Withholding keys to education, literally!

IMAGE THAT WENT VIRAL: Grade 10 pupils from Xhentse Senior Secondary School writing their final exams in the open, unprotected from the sweltering sun Picture: SUPPLIED
IMAGE THAT WENT VIRAL: Grade 10 pupils from Xhentse Senior Secondary School writing their final exams in the open, unprotected from the sweltering sun Picture: SUPPLIED
By LUZUKO SIDIMBA and NIKA SOON-SHIONG

Late last year, Grade 10 pupils at Xhentse Senior Secondary School wrote their final exams seated outside in the open air, unprotected from the sweltering sun.

Xhentse SS is a quintile one school (the poorest category) in Maqhingeni, a village in Libode. Three classrooms serve over 200 pupils from Grades 10 to 12.

All three classrooms were built in 1997 by community members when each household donated R30 to build the only high school in the village.

Overcrowding at the school is so severe that, during exam time, some pupils must go to a different school to write exams while others suffer outdoors.

Still, Xhentse had a 75% matric pass rate last year – 15.5% higher than the provincial average.

This is testament to the committed educators and pupils who strive for excellence in an unconducive environment.

In November, a team from Equal Education visited Xhentse SS and other schools in Libode, collecting data on the state of school infrastructure in rural parts of the province.

As well as the classroom shortage at Xhentse, we found the fence to have so many holes that the school and those who occupy it are vulnerable to criminals.

They are also reliant on rainwater harvesting which means that during dry seasons pupils have no access to water.

The inadequate infrastructure at Xhentse SS illustrates the type of crisis conditions we found in November.

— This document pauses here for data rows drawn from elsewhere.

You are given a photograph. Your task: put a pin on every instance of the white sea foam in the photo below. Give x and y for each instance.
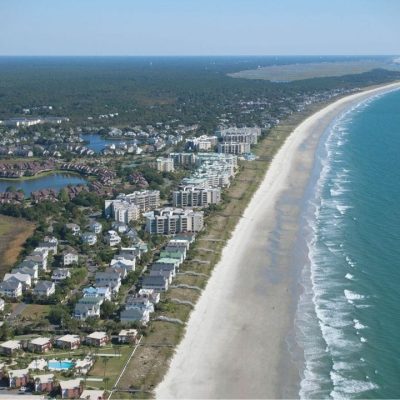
(328, 342)
(353, 295)
(342, 209)
(350, 262)
(358, 325)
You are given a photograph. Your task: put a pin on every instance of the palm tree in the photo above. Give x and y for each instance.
(106, 381)
(105, 362)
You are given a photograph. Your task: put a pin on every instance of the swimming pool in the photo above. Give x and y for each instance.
(60, 365)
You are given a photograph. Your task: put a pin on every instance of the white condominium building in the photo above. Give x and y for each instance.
(234, 148)
(190, 196)
(165, 164)
(168, 221)
(127, 207)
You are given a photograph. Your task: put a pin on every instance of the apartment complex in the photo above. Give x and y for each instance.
(127, 207)
(168, 221)
(237, 140)
(191, 196)
(165, 164)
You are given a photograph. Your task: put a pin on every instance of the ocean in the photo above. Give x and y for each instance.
(348, 316)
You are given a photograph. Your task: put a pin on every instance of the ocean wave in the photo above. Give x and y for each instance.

We were investigating the government’s compliance with the Minimum Regulations Relating to Norms and Standards for School Infrastructure, the law which states that by November 29, 2016, all public schools must have had access to water, sanitation, electricity and be made of appropriate structures (not mud, wood, asbestos, or zinc).

Of the 60 schools we visited, 17 were in violation of the first norms and standards deadline. The other 43 schools were not outright violations of the law. Many of the 43, including Xhentse SS, nonetheless had pressing infrastructure needs that deserve the attention of the state.

While the overcrowded classrooms at Xhentse SS pose an urgent crisis for learners, the Eastern Cape department of education has no binding obligation to fix this until November 29, 2020, when the norms and standards stipulate that an adequate supply of classrooms must be provided.

Currently Xhentse SS is neither on the national nor the provincial list of schools that will receive upgrades to their infrastructure. Teaching and learning conditions do not represent an outright violation of the norms and standards.

They are nonetheless violations of the spirit of the school infrastructure law – to transform an unequal education system.

Immediately after our visit, Equal Education posted a photograph of those Grade 10 pupils writing their exams outside on Twitter and Face Book, as well as a video narrated by the school principal.

The image went viral: it made front page news, and the public reaction was one of disbelief and outrage.

The norms and standards represent the latest date at which the state should provide schools with resources – at the very least, temporary provisions should be provided as well as a long term plan for infrastructure upgrading in time for each of the norms and standards deadlines.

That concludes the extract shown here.